L’evidenza della necessità scaturita dai brevi scritti personali prodotti nei laboratori del mercoledì, e pure negli incerti (e forse un po’ increduli), ma numerosi, interventi, e più marcatamente negli articolati e composti “compiti per casa”, ha trovato una sintesi piuttosto complessa che chi scrive interpreta così:

E' necessario che il medico, l'uomo e il tecnico senza separazione, ritrovi lo spazio, sottratto o perduto, dell'applicazione etica della propria professionalità e umanità. La questione è squisitamente politica.

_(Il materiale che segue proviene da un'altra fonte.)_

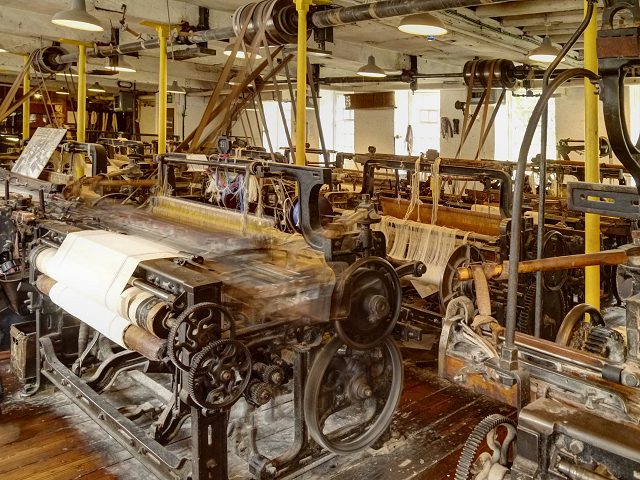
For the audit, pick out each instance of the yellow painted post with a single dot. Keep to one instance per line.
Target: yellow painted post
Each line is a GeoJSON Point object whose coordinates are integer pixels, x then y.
{"type": "Point", "coordinates": [163, 33]}
{"type": "Point", "coordinates": [82, 94]}
{"type": "Point", "coordinates": [302, 6]}
{"type": "Point", "coordinates": [26, 106]}
{"type": "Point", "coordinates": [592, 172]}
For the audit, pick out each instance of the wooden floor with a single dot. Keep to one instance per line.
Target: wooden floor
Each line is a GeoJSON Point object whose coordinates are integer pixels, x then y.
{"type": "Point", "coordinates": [49, 437]}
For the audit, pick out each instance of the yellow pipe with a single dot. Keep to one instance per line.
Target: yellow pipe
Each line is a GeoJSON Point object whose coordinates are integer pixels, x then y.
{"type": "Point", "coordinates": [26, 106]}
{"type": "Point", "coordinates": [302, 6]}
{"type": "Point", "coordinates": [592, 172]}
{"type": "Point", "coordinates": [82, 93]}
{"type": "Point", "coordinates": [162, 94]}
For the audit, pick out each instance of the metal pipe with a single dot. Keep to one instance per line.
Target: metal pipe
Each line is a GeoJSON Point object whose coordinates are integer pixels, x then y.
{"type": "Point", "coordinates": [388, 78]}
{"type": "Point", "coordinates": [516, 221]}
{"type": "Point", "coordinates": [326, 18]}
{"type": "Point", "coordinates": [591, 153]}
{"type": "Point", "coordinates": [386, 9]}
{"type": "Point", "coordinates": [542, 193]}
{"type": "Point", "coordinates": [26, 106]}
{"type": "Point", "coordinates": [148, 287]}
{"type": "Point", "coordinates": [82, 94]}
{"type": "Point", "coordinates": [302, 6]}
{"type": "Point", "coordinates": [162, 94]}
{"type": "Point", "coordinates": [316, 109]}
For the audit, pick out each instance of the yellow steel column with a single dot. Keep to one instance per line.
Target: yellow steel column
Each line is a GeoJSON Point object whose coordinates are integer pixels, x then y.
{"type": "Point", "coordinates": [302, 6]}
{"type": "Point", "coordinates": [26, 106]}
{"type": "Point", "coordinates": [163, 33]}
{"type": "Point", "coordinates": [82, 93]}
{"type": "Point", "coordinates": [592, 172]}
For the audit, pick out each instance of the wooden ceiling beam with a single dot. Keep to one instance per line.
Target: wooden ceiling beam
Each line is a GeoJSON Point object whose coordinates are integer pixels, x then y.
{"type": "Point", "coordinates": [572, 16]}
{"type": "Point", "coordinates": [527, 7]}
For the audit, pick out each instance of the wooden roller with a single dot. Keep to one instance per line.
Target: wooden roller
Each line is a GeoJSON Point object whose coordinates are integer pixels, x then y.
{"type": "Point", "coordinates": [609, 257]}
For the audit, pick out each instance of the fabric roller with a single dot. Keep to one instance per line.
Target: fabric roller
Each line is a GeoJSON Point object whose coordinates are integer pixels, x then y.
{"type": "Point", "coordinates": [111, 325]}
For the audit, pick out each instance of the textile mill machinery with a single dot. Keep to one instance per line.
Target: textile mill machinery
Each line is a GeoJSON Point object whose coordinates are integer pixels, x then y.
{"type": "Point", "coordinates": [224, 322]}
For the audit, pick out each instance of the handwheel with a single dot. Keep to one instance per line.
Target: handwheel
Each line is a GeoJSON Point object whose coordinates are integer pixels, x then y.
{"type": "Point", "coordinates": [350, 395]}
{"type": "Point", "coordinates": [374, 294]}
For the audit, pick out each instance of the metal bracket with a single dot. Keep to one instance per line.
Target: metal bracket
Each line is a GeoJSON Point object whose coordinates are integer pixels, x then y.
{"type": "Point", "coordinates": [612, 200]}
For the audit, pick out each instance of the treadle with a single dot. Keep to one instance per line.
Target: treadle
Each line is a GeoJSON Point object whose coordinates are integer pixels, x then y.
{"type": "Point", "coordinates": [612, 200]}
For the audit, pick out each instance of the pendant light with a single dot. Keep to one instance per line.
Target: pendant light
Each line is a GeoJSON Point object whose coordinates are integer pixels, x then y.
{"type": "Point", "coordinates": [96, 87]}
{"type": "Point", "coordinates": [545, 52]}
{"type": "Point", "coordinates": [371, 69]}
{"type": "Point", "coordinates": [422, 24]}
{"type": "Point", "coordinates": [175, 88]}
{"type": "Point", "coordinates": [117, 63]}
{"type": "Point", "coordinates": [78, 18]}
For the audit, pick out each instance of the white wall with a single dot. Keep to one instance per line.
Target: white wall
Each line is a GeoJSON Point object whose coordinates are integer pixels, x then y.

Il campo aperto dell'applicazione etica della professione medica è stato via via modificato, costretto entro confini sempre più angusti, addirittura tracciato come un sentiero obbligato ed è evidente come il medico provi in simili condizioni un senso di imminente asfissia. Com'è possibile una azione etica se non c'è spazio alcuno per la scelta su cui l'etica appunto si realizza? Si è gradualmente sacrificato lo spazio dell'umano, quello dell'intuizione luminosa, della visione d'insieme che permette di cogliere ciò che nei libri di medicina  non è possibile scrivere. Di sicuro una immane perdita.

Qual è il punto in cui il medico passa dall'essere professionista del prendersi cura,  a vestire i panni (e troppo spesso a gestire i pensieri) del burocrate? Quando il compositore di sinfonie si ritrova strumento?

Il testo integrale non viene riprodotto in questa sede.